Boukkhara, c'est la rencontre avec le juif errant, a
travers sa communaute qui est incroyablement active et
preserve tout en etant mele au monde musulman qui
l'entoure sur des milliers de kilometres. Vision de
juifs religieux a la barbe blanche, tout de noir vetu,
dans les ruelles etroites de la ville millenaire,
incroyable.
Khiva, oasis perdue dans le desert des sables rouges a
vu naitre al kharzimi, qui latinise a donne
algorithme. Ce mathematicien a cree l'algebre, sa
ville natale est preservee comme aucune autre en
ouzbekistan, et sa statue imposante nous laisse
facilement l'imaginer assis contre un mur de pisee en
train d'ecrire son fameux livre sur l'algebre. Dire
que ca fait des annees que je m'amuse a faire souffrir
des eleves en evoquant ce mathematicien et sa
contribution a cette tres noble discipline (ben
voyons).
Iskandar kul, ou le lac d'alexandre, perchee dans de
superbes montagnes, les monts fans, ou une piste
etroite demande des heures et des heures de route pour
l'atteindre, a vu alexandre le grand il y a plus de
2300 ans, iskandar signifie alexandre, lieu improbable
pour une telle rencontre.
Khojand, il y a quelque decennies s'appelaient
leninabad, m'a fait penser a omar khayam. Chez naim,
dans sa maison ou la cour surplombee de vignes aux
raisins blanc m'a laisse facilement l'imaginer deviser
sur les vertues du vin; birouni mathematicien du temps
des abbassides pouvait etre son interlocuteur.

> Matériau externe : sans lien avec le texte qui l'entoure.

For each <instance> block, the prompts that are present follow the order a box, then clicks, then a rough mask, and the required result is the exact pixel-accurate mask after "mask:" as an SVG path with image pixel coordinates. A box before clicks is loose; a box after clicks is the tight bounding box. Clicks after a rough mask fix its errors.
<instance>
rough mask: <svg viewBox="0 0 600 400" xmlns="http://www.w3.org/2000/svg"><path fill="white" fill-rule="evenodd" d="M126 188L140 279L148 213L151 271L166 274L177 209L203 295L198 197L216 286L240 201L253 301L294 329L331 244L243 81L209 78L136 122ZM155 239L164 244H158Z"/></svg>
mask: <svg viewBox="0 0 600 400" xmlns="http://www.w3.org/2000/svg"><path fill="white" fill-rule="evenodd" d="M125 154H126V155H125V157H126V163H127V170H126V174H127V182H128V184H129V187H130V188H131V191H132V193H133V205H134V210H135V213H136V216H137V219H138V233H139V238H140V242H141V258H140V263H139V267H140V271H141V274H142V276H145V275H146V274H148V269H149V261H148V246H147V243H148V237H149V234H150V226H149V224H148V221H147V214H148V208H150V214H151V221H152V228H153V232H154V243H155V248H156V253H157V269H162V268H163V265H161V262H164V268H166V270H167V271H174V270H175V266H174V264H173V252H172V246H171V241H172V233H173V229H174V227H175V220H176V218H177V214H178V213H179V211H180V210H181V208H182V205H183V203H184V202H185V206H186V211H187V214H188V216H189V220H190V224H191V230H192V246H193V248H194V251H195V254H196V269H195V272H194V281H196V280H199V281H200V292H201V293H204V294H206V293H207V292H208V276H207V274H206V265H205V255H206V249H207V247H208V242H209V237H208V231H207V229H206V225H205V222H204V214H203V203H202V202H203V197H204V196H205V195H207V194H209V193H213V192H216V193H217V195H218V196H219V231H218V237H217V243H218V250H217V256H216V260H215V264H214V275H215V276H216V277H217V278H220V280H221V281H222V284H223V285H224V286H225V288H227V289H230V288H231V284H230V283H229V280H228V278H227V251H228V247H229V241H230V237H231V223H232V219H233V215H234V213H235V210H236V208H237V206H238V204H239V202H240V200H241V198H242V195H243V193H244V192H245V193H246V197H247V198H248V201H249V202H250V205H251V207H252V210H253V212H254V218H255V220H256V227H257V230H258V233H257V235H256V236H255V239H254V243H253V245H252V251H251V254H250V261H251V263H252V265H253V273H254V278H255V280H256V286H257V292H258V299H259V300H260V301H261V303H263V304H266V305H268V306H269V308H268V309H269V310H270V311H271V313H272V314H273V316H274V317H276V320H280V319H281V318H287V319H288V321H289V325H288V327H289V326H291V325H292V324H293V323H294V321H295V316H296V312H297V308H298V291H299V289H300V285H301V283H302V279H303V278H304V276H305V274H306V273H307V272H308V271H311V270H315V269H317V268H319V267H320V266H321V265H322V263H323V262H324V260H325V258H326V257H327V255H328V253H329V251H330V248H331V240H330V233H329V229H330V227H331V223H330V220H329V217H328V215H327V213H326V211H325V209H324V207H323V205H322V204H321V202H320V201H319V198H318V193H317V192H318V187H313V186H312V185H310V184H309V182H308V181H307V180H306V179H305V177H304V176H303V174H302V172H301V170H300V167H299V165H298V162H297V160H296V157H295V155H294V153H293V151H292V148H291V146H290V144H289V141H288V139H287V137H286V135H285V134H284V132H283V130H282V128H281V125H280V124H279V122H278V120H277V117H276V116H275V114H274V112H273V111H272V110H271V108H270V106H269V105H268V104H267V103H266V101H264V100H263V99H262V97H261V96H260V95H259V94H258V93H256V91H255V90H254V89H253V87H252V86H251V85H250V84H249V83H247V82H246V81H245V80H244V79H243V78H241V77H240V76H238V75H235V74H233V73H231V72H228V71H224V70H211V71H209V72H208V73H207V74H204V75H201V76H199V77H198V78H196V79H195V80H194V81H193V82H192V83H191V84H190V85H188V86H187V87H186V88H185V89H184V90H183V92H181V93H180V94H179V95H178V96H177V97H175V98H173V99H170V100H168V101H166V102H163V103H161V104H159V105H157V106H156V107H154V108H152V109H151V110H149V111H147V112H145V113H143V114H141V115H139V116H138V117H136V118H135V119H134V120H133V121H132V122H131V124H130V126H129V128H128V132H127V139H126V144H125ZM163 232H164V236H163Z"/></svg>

Des pamirs jusqu'a kashgar mais surtout a langar dans
la vallee du wakkhan, nous avons suivis Marco Polo, il
y a laisse enormement de traces du moins son histoire,
une mine porte son nom. Mais cette vision d'une
caravane de chameaux par dela la riviere du panj, en
Afghanistan semblait etre la sienne, pas grand chose
devait les differencier.
Kashgar, c'est le centre nevralgique de la route de
la soie, la porte vers l'empire du milieu, et cette
vie trepidente qu'abritait la cite est toujours tres
perceptible, toutes les formes de l'islam y sont
presentes notament le soufisme, et les transes des
derviches le jour de l'aid, cloture de ramadan,
rappellent que c'etait aussi une route des idees, des
religions, une route spirituelle, le bouddhisme y est
aussi present mais plus comme vestige. Kashgar reste
un immense marche.
Ella maillart a travers les "oasis interdites", c'est
a turfan qu'elle est apparue le plus distinctement en
plein desert de gobi. Armee de son leica, elle a du
s'amuser autant que moi.
A Tianshui,la partie la plus occidentale de la grande
muraille ainsi que dans le desert de dune de Dunhuang
plane toujours le souvenir de Gengis khan, et cela,
jusqu'a x'ian, ou son petit fils koubilai y a fonde
une dynastie, les Yuan.
Comme je l'indiquais plus haut, il ne s'agit pas ici
d'ecrire un roman, alors forcement je suis passes un
peu vite sur les rencontres que l'on a pu faire
jusqu'ici. Il s'agissait juste d'essayer de partager
un peu de ce que l'on ne peut pas voir,de ce que peut
apporter comme rencontres un long periple entrecoupes
de nombreuses etapes proches les unes des autres,
comme celles qu'a connue cette route depuis des
millenaires.
Ah et Pekin, Pekin me fait evidement penser a Boris Vian.